Sa voix frémit légèrement mais il refuse de laisser transparaître la moindre émotion. Dick en profite pour s'engager dans la brèche maladroitement. C'était la santé stationnaire de Veronica et surtout son enfermement dans un état catatonique qui avaient déclenché son départ. Alors que sa vie n'était plus en danger, son cerveau, quant à lui, se refusait à émerger et selon les dires des médecins, plus son coma volontaire se prolongerait, plus son réveil deviendrait improbable.
- Non, son amour perdu.
- Le lyrisme te va très mal au teint Dick, tu devrais faire attention quand tu te lances dans la guimauve, rétorque Logan en haussant le ton.

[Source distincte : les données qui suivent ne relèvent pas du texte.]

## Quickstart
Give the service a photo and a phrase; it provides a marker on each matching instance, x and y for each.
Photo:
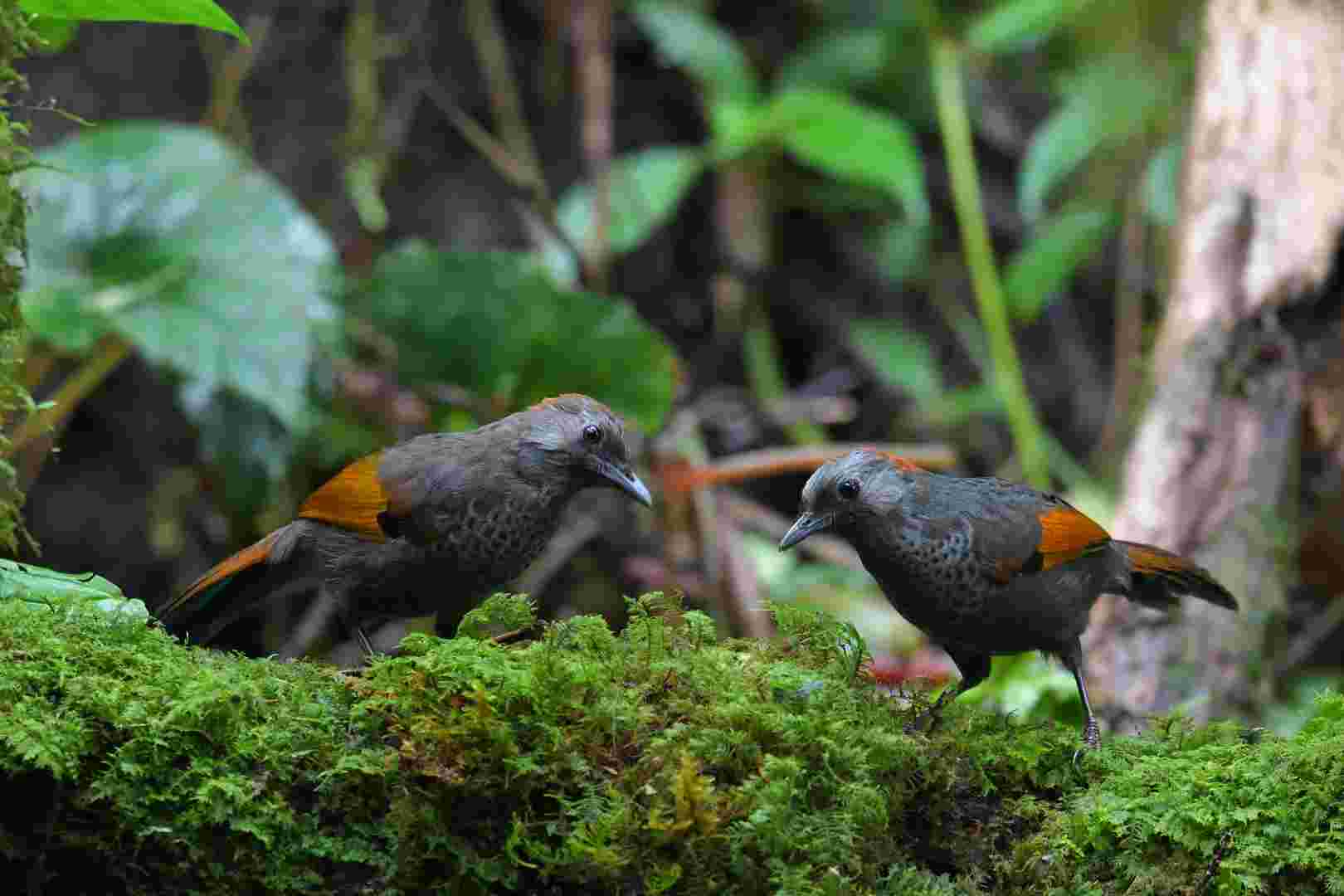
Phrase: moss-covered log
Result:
(656, 759)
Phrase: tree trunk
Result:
(1211, 469)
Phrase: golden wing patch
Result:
(351, 500)
(1066, 535)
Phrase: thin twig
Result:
(593, 39)
(776, 461)
(505, 99)
(955, 123)
(757, 518)
(741, 587)
(110, 353)
(567, 542)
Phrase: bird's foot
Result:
(1092, 739)
(925, 722)
(1092, 733)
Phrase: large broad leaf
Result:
(205, 14)
(838, 60)
(494, 323)
(850, 141)
(1049, 261)
(693, 41)
(645, 190)
(1018, 23)
(901, 356)
(1107, 102)
(178, 242)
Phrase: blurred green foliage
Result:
(496, 324)
(17, 39)
(175, 242)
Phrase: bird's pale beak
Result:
(806, 525)
(626, 480)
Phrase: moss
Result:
(657, 759)
(15, 41)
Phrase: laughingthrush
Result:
(986, 567)
(429, 524)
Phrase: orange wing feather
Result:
(227, 567)
(1066, 535)
(353, 500)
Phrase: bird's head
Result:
(585, 440)
(845, 490)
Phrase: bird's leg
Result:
(1073, 660)
(973, 668)
(363, 641)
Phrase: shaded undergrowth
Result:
(659, 759)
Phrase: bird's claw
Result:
(1092, 739)
(923, 723)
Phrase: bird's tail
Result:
(206, 607)
(1160, 578)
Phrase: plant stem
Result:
(984, 273)
(110, 353)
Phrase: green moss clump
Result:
(657, 759)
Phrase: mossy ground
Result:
(657, 759)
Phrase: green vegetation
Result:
(657, 759)
(17, 37)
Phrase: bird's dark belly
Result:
(1040, 611)
(402, 579)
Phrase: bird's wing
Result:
(1066, 533)
(351, 500)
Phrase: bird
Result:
(986, 566)
(427, 524)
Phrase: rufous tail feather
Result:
(1161, 577)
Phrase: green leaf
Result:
(39, 585)
(693, 41)
(645, 190)
(180, 243)
(1107, 102)
(1046, 264)
(851, 141)
(496, 324)
(205, 14)
(901, 356)
(836, 60)
(1057, 149)
(1161, 183)
(1019, 23)
(56, 34)
(902, 250)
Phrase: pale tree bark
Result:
(1211, 470)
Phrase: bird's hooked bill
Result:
(626, 481)
(806, 525)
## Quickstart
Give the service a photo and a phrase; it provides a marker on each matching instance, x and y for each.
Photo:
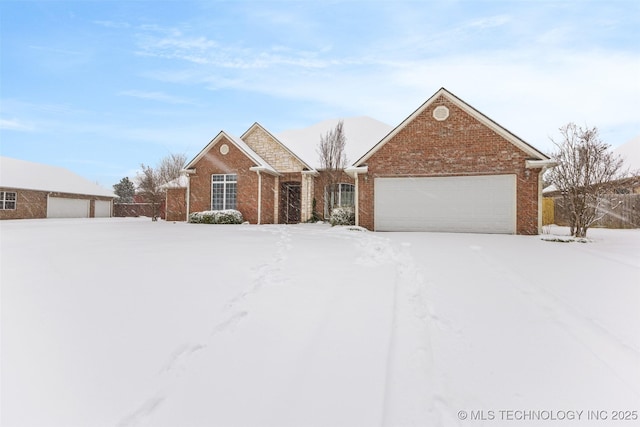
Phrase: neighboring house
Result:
(447, 167)
(34, 190)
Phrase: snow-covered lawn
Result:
(129, 322)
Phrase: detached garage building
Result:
(448, 167)
(34, 190)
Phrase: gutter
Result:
(354, 171)
(259, 169)
(544, 164)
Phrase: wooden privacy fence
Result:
(614, 211)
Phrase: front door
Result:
(290, 202)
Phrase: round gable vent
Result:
(441, 113)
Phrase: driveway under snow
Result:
(137, 323)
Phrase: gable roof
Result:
(506, 134)
(21, 174)
(260, 163)
(361, 134)
(257, 125)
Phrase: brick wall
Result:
(267, 147)
(32, 204)
(176, 204)
(29, 204)
(321, 181)
(459, 145)
(234, 162)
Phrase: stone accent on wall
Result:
(267, 147)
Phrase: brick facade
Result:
(459, 145)
(32, 204)
(29, 204)
(463, 142)
(176, 204)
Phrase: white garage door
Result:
(102, 209)
(59, 207)
(471, 204)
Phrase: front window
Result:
(7, 200)
(339, 195)
(224, 191)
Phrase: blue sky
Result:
(99, 87)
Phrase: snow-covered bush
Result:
(343, 216)
(228, 216)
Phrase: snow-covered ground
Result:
(129, 322)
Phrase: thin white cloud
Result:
(113, 24)
(155, 96)
(15, 125)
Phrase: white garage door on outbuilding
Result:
(60, 207)
(102, 209)
(471, 204)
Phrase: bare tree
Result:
(125, 190)
(152, 182)
(586, 171)
(170, 167)
(333, 160)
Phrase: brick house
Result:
(447, 167)
(32, 190)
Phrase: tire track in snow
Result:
(412, 394)
(267, 274)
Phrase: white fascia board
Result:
(544, 164)
(268, 170)
(356, 170)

- Mais qu'est-ce qui t'est arrivé ? Je croyais que tu ferais n'importe quoi pour elle ! C'est à cause du bébé ?
- Ne t'avise plus jamais de parler de ça Dick, et je t'assure que je ne plaisante pas !
Cette fois-ci Logan répond très doucement, mais il a bien détaché ses mots pour leur donner le maximum de poids. Dick ne supporte plus cette attitude indifférente de la part de son meilleur ami. Il se lève brusquement et se plante devant lui pour le dominer de toute sa hauteur.
- Tu crois que j'ai fait plus de 15 000 kilomètres pour éviter les sujets qui fâchent ? Non Logan ! Je passe sur ce que moi j'ai pu ressentir en apprenant ta mort et sur la petite visite guidée que tu m'as offert à la morgue pour reconnaître un corps qui de toute évidence n'était pas le tien, mais tu ne m'empêcheras pas de parler d'elle !
Désormais, ce ne sont plus deux amis qui se font face. Logan s'est levé également et se tient devant lui. Entre haine et douleur, il est désemparé, mais se refuse à tout atermoiement. L'agressivité est le meilleur rempart qu'il a trouvé face aux questions de Dick.
- Mais qu'est-ce qui te prend ? Tu ne l'as jamais aimée, tu m'as toujours dit qu'elle ne m'attirerait que de la souffrance et maintenant tu viens me faire une morale à deux balles comme quoi c'est moi le fautif ? Tu vas bientôt sortir les violons...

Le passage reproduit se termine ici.